[SPARK-35011] False active executor in UI that caused by BlockManager reregistration - ASF JIRA

XML

Word

Printable

JSON

Details

Type: Bug
Status: Resolved
Priority: Major
Resolution: Fixed
Affects Version/s: 3.1.1, 3.2.0
Fix Version/s: 3.3.0
Component/s: Spark Core
Labels:
- BlockManager
- core

Description

Note: This is a follow-up on ~~SPARK-34949~~, even after the heartbeat fix, driver reports dead executors as alive.

Problem:

I was testing Dynamic Allocation on K8s with about 300 executors. While doing so, when the executors were torn down due to "spark.dynamicAllocation.executorIdleTimeout", I noticed all the executor pods being removed from K8s, however, under the "Executors" tab in SparkUI, I could see some executors listed as alive.

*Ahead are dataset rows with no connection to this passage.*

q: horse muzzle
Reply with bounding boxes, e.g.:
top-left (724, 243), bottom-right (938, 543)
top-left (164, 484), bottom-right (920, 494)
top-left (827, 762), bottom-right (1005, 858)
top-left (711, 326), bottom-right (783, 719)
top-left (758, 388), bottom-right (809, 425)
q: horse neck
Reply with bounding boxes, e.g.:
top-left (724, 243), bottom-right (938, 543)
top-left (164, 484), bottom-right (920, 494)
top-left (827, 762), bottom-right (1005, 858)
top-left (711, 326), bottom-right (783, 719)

spark.sparkContext.statusTracker.getExecutorInfos.length also returned a value greater than 1.

Cause:

"CoarseGrainedSchedulerBackend" issues async "StopExecutor" on executorEndpoint
"CoarseGrainedSchedulerBackend" removes that executor from Driver's internal data structures and publishes "SparkListenerExecutorRemoved" on the "listenerBus".
Executor has still not processed "StopExecutor" from the Driver
Driver receives heartbeat from the Executor, since it cannot find the "executorId" in its data structures, it responds with "HeartbeatResponse(reregisterBlockManager = true)"
"BlockManager" on the Executor reregisters with the "BlockManagerMaster" and "SparkListenerBlockManagerAdded" is published on the "listenerBus"
Executor starts processing the "StopExecutor" and exits
"AppStatusListener" picks the "SparkListenerBlockManagerAdded" event and updates "AppStatusStore"
"statusTracker.getExecutorInfos" refers "AppStatusStore" to get the list of executors which returns the dead executor as alive.

Proposed Solution:

Maintain a Cache of recently removed executors on Driver. During the registration in BlockManagerMasterEndpoint if the BlockManager belongs to a recently removed executor, return None indicating the registration is ignored since the executor will be shutting down soon.

On BlockManagerHeartbeat, if the BlockManager belongs to a recently removed executor, return true indicating the driver knows about it, thereby preventing reregisteration.